A partnership between Cypress Creek Renewables and NRG Energy plans to simplify solar power accessibility for large and mid-sized businesses around Houston, Texas. According to the article, Cypress Creek will develop and operate 25 megawatts of solar projects and deliver the produced energy to NRG, which already has food service company Sysco as a first client. This partnership would eliminate the high prices that consumers face when demand for solar energy rises. At the same time, sourcing solar energy from one provider serves customers with more stable plans, according to Ramanan Krishnamoorti, Chief Energy Officer at the University of Houston.
WHY IT MATTERS: The partnership is important because it will make sustainable energy more attainable for mid-sized and large businesses in this area, and shows that sustainable energy is becoming more accessible and affordable.
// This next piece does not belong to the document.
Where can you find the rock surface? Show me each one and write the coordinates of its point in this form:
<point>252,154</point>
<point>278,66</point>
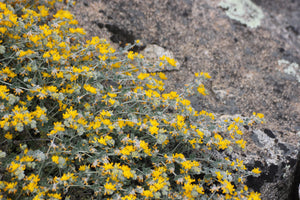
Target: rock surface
<point>243,62</point>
The Coca-Cola Foundation is contributing $1 million to The Recycling Partnership to support a new coastal and waterway community grant program. The program plans to provide lidded curbside recycling carts to communities along the coast, reaching from southeast Texas to Maine, along the Mississippi River, the Great Lakes, and in the Pacific Northwest. Keefe Harrison, CEO of The Recycling Partnership, stated this program would ensure that recycling debris along the coastlines stays in its container and does not end up in the water, curbing marine debris and waste along these communities. By donating this grant, Coca-Cola is actively addressing the challenge of marine waste that ends up in waterways and the harmful effects it has on marine life and ecosystems.
WHY IT MATTERS: Although seemingly small, this program is important as it initiates a dialogue between large for-profit organizations and nonprofits, and allows non-profits to elevate their mission by granting them necessary funds from organizations that generate a higher degree of profit. It also creates an example, and hopefully a trend, for other large for-profit organizations to utilize their success to improve the world for future generations by supporting environmental causes.
Qhubeka, a South African nonprofit, has collaborated with its community of major metros and business supporters to donate 350 bicycles to schoolchildren in Orlando, Soweto. The children are from Selelekela Secondary School, Orlando High School, Lofentse Girls High School, and Bona Comprehensive School. Nonhlanhla Makhuba, MMC for Transport in the City of Johannesburg, said on the subject, “We believe that the more bicycles we distribute in a particular area, the greater momentum and sustainability there is for the bicycle promotion programme and the safer it is for individual cyclists.”
WHY IT MATTERS: This is a great example of how partnerships can move communities forward. The donation of these bicycles has a direct impact on the children’s daily lives – they are now able to travel to school faster, participate in more extracurricular activities, and have more time in their day for different activities.